João Velho e elenco de "Realismo", texto de Anthony Neilson (foto cartaz divulgação) |
CRÍTICA
TEATRAL
IDA
VICENZIA FLORES
(da
Associação Internacional de Críticos de Teatro – AICT)
(Especial)
“Realismo”, peça
de Anthony Neilson, direção de Tato Consorti, em cartaz até o dia 31 de março
na Justiça Federal da Av. Rio Branco/RJ,
é
um exercício de atenção, timming e “destreza moral” contemporânea, tanto para o
elenco quanto para a platéia. Em pouco mais de uma hora, o pequeno apartamento
de João Velho, o protagonista, serve às intenções do autor, e todas as
abordagens (ou quase todas), as abordagens do mundo moderno se fazem presente.
Não se sabe o que o protagonista João Velho (o mesmo nome do ator), quer fazer
naquele sábado, a não ser ficar sozinho.
Sem chance. Tempos e personagens vão reafirmando uma convivência, pouco
provável, entre passado e presente. É quando mãe, namoradas, pai e amigo se encontram,
alternando-se em situações aparentemente aleatórias, porém que vão construindo
o texto. Aí percebemos, em cena, elementos do teatro contemporâneo, e suas
aventuras de linguagem. É quando o público vai armando o quebra cabeça do que é
representado. E é quando realidade e fantasia se fazem presentes, na cabeça de
João Velho, o protagonista, intercalando vida e lembranças.
A cobrança dessas
lembranças se impõe e, finalmente, o amor maduro cobra e determina o presente. Tudo acompanhado
por um gato sestroso, uma máquina de lavar que fala, e a crítica voraz à
propaganda invasiva, através de uma
conversa ao telefone. Na encenação há
flashes onde o misticismo convive com a traição (cenas altamente irônicas); onde
amizade e amor convivem com hipocrisia e inveja. Porém, no emaranhado dessas situações, eis que surge um realismo
controvertido. Onde o realismo? Podemos
imputá-lo, e tão somente, às atitudes do cotidiano do protagonista lavando
roupa, preocupando-se em comer, ir ao banheiro, ver TV, posicionar-se
politicamente, fazer ginástica. Porém, esse cotidiano é tão fracionado que
transforma em forma caótica (irreal?) tudo o que toca.
O
ator/protagonista (João Velho) sustenta com fôlego e convicção os impactos do
mundo moderno, o mesmo acontecendo com a mãe (Daniela Galli), e as namoradas Ângela
(Paula Braun), e Laura (Beatriz Bertu). Não é uma peça de fácil elaboração,
percebemos o pêndulo do tempo acelerando as interpretações. Nesse sentido, o
personagem do pai (Adriano Saboya) é o menos solicitado. O mesmo não se pode
dizer do amigo (Átila Calache?), que se desenvolve em absurdos do inconsciente.

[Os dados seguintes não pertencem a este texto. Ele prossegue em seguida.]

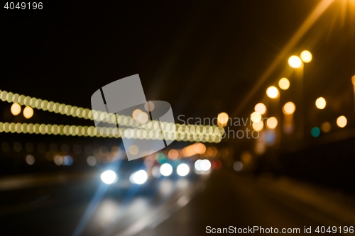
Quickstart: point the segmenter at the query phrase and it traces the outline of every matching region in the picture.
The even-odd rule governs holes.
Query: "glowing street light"
[[[278,81],[278,86],[283,90],[287,90],[290,87],[290,81],[287,78],[282,78]]]
[[[271,99],[275,99],[278,96],[278,89],[275,86],[271,86],[266,89],[266,95]]]
[[[340,128],[344,128],[346,125],[347,123],[348,120],[346,120],[346,118],[344,116],[339,116],[337,119],[337,125],[338,125],[338,126]]]
[[[263,115],[266,112],[266,106],[264,103],[258,103],[255,105],[254,111],[258,112],[261,115]]]
[[[302,65],[302,60],[297,56],[291,56],[288,58],[288,64],[293,68],[300,68]]]
[[[278,119],[275,117],[269,117],[266,120],[266,125],[269,129],[274,129],[278,126]]]
[[[322,97],[320,97],[315,101],[315,106],[317,106],[318,109],[324,109],[326,105],[327,102]]]
[[[285,115],[292,115],[296,110],[296,106],[292,101],[286,103],[283,108],[283,111]]]
[[[312,61],[312,53],[310,51],[304,50],[301,52],[301,59],[305,63],[309,63]]]
[[[18,103],[14,103],[11,105],[11,111],[13,116],[17,116],[21,112],[21,106]]]

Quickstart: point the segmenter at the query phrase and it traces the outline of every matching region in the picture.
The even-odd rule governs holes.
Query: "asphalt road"
[[[219,170],[203,179],[163,179],[128,191],[92,179],[2,191],[1,235],[207,235],[207,226],[299,228],[300,234],[305,226],[314,235],[332,223],[254,178]]]

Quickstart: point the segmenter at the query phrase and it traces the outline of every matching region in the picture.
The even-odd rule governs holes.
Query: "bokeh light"
[[[309,63],[312,61],[312,53],[310,51],[304,50],[301,52],[300,55],[301,59],[305,63]]]
[[[300,68],[302,65],[302,60],[297,56],[291,56],[288,58],[288,64],[293,68]]]
[[[322,125],[320,125],[320,129],[324,133],[328,133],[332,129],[332,125],[329,122],[324,122],[323,123],[322,123]]]
[[[266,120],[266,125],[270,129],[275,128],[278,126],[278,119],[274,116],[269,117]]]
[[[26,106],[23,109],[23,116],[26,119],[31,118],[33,116],[33,109],[31,106]]]
[[[317,137],[320,135],[320,130],[318,127],[313,127],[311,130],[312,136]]]
[[[258,103],[254,106],[255,111],[258,112],[261,115],[265,114],[266,112],[266,106],[263,103]]]
[[[315,106],[318,109],[324,109],[326,105],[327,102],[325,101],[325,99],[322,97],[318,98],[315,101]]]
[[[168,163],[164,163],[160,167],[160,174],[165,176],[168,176],[173,173],[173,167]]]
[[[266,95],[271,99],[275,99],[278,96],[278,89],[275,86],[271,86],[266,89]]]
[[[252,126],[255,131],[261,131],[264,128],[264,123],[263,120],[260,120],[259,122],[253,122]]]
[[[251,115],[250,115],[250,118],[251,121],[258,123],[261,120],[261,115],[258,112],[254,111],[251,113]]]
[[[283,90],[290,88],[290,81],[287,78],[282,78],[278,81],[278,86]]]
[[[228,114],[226,113],[225,112],[222,112],[219,114],[218,114],[218,116],[217,116],[217,123],[218,123],[218,125],[221,126],[221,127],[224,127],[226,125],[226,124],[228,123],[228,118],[229,117],[228,116]]]
[[[292,101],[286,103],[283,108],[283,112],[285,115],[292,115],[296,110],[296,106]]]
[[[13,116],[17,116],[21,112],[21,106],[18,103],[14,103],[11,105],[11,111]]]
[[[337,119],[337,125],[338,125],[338,126],[340,128],[344,128],[346,125],[347,123],[348,120],[346,120],[346,118],[344,116],[341,116],[338,117],[338,118]]]
[[[147,179],[148,174],[143,169],[133,172],[129,177],[129,181],[131,181],[131,183],[136,184],[143,184],[146,183]]]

Uma comédia contemporânea, que oscila entre teatro, e a compreensão de um
possível teatro de união de linguagens - sendo a comédia a dominante - sobrepujando
o drama do desencontro dos amantes. Concordamos com o diretor quando nos diz
que é uma comédia que beira o politicamente incorreto. Algo que desequilibra a platéia.Ótima a cena do debate político invertendo a tela da Tv. Todo o elenco e, além dos já citados: Christian Landi.
A trilha sonora de
Átila Calache e Tato Consorti é a responsável
pelos bons momentos da ação, o mesmo podendo-se dizer da iluminação de Tomás
Ribas. A direção de movimento é de Marcelle Sampaio: certamente, colocar esse
relógio de precisão, que é o movimento dos atores, em boa sintonia, não deve
ter sido trabalho fácil. A cenografia
hiperrealista é de Aurora de Campos. Os figurinos de Antonio Guedes reforçam o
clima realista e enfocam épocas (veja-se o guarda roupa elegante da mãe anos 50).
“Realismo” é uma comédia instigante, que faz pensar e divertir. Não percam!